Historiquement, cependant, l’Europe a été la plus forte lorsque divers États étaient en concurrence sur le plan culturel.
Macron a gagné de manière convaincante – et se rendra à Bruxelles en tant que primus inter pares, d’autant plus que l’Allemagne est affaiblie et divisée. Là-bas, il découvrira que, malgré sa domination, le problème est que tous les pays du bloc ne partagent pas la vision de l’Europe de Macron. Comme l’a dit un diplomate, les références européennes de Macron n’ont jamais été mises en doute, bien au contraire : il peut être plus « européen que l’Europe » (après sa victoire électorale, c’est l’hymne de l’UE qui a retenti).
C’est juste que pour les politiciens français, depuis des années, « l’Europe, c’est la France » , mais en plus grand. Et Macron va probablement continuer dans cette veine jupitérienne.
Macron a embrassé très tôt l’initiative d’un embargo sur le pétrole et le gaz russes. Une décision qui, suite à l’arrêt de Nordstream 2, laissait présager la désindustrialisation de l’Allemagne – et son découplage brutal de la Russie. L’Allemagne, à la suite du projet ukrainien de Biden, est tombée dans la cour de Washington, comme l’ombre d’elle-même (même si elle conserve un peu plus longtemps l’accès au gaz russe bon marché).
La France sera désormais prééminente et espère développer les structures militaires au sein de l’UE afin d’obtenir une supériorité en matière de sécurité militaire, en tant que seule puissance dotée de l’arme nucléaire et membre permanent du Conseil de sécurité de l’ONU.
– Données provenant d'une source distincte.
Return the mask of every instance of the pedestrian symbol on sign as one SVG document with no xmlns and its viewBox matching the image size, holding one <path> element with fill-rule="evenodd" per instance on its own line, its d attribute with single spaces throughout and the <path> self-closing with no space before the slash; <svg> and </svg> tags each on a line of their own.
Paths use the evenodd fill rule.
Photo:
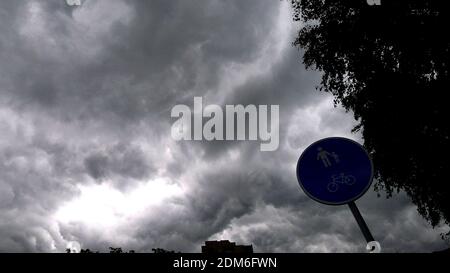
<svg viewBox="0 0 450 273">
<path fill-rule="evenodd" d="M 334 159 L 335 163 L 339 163 L 339 156 L 335 152 L 330 153 L 324 150 L 322 147 L 318 147 L 317 151 L 318 151 L 317 160 L 322 160 L 322 163 L 325 166 L 325 168 L 328 168 L 332 165 L 330 157 Z"/>
</svg>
La réalisation de ses objectifs ambitieux dépendra de sa capacité à convaincre et à cajoler ses homologues pour qu’ils suivent son exemple, à forger un consensus et à conclure des accords concrets, plutôt que de se contenter de s’agiter et de débattre. Parmi les obstacles que Macron pourrait rencontrer dans les années à venir figure la résistance collective instinctive à la perspective d’une hégémonie française.
Et c’est là que le second ordre de rigidité structurelle joue son rôle. L’Europe est confrontée à deux crises majeures : l’Ukraine et l’inflation (qui fait déjà des ravages). Et ces rigidités limiteront considérablement les chances de l’UE de gérer ces questions efficacement – voire de les gérer tout court.
En ce qui concerne la seconde (l’inflation), le traité de Maastricht a conféré une indépendance absolue à la Banque centrale européenne qui opère sans aucun des contrepoids – Congrès, Maison Blanche, Trésor – qui entourent la Fed américaine, l’intégrant dans un cadre politique où elle est publiquement responsable. Contrairement à toute autre banque centrale, l’indépendance de la BCE n’est pas simplement statutaire, ses règles ou ses objectifs pouvant être modifiés par une décision parlementaire – elle n’est soumise qu’à une révision du traité.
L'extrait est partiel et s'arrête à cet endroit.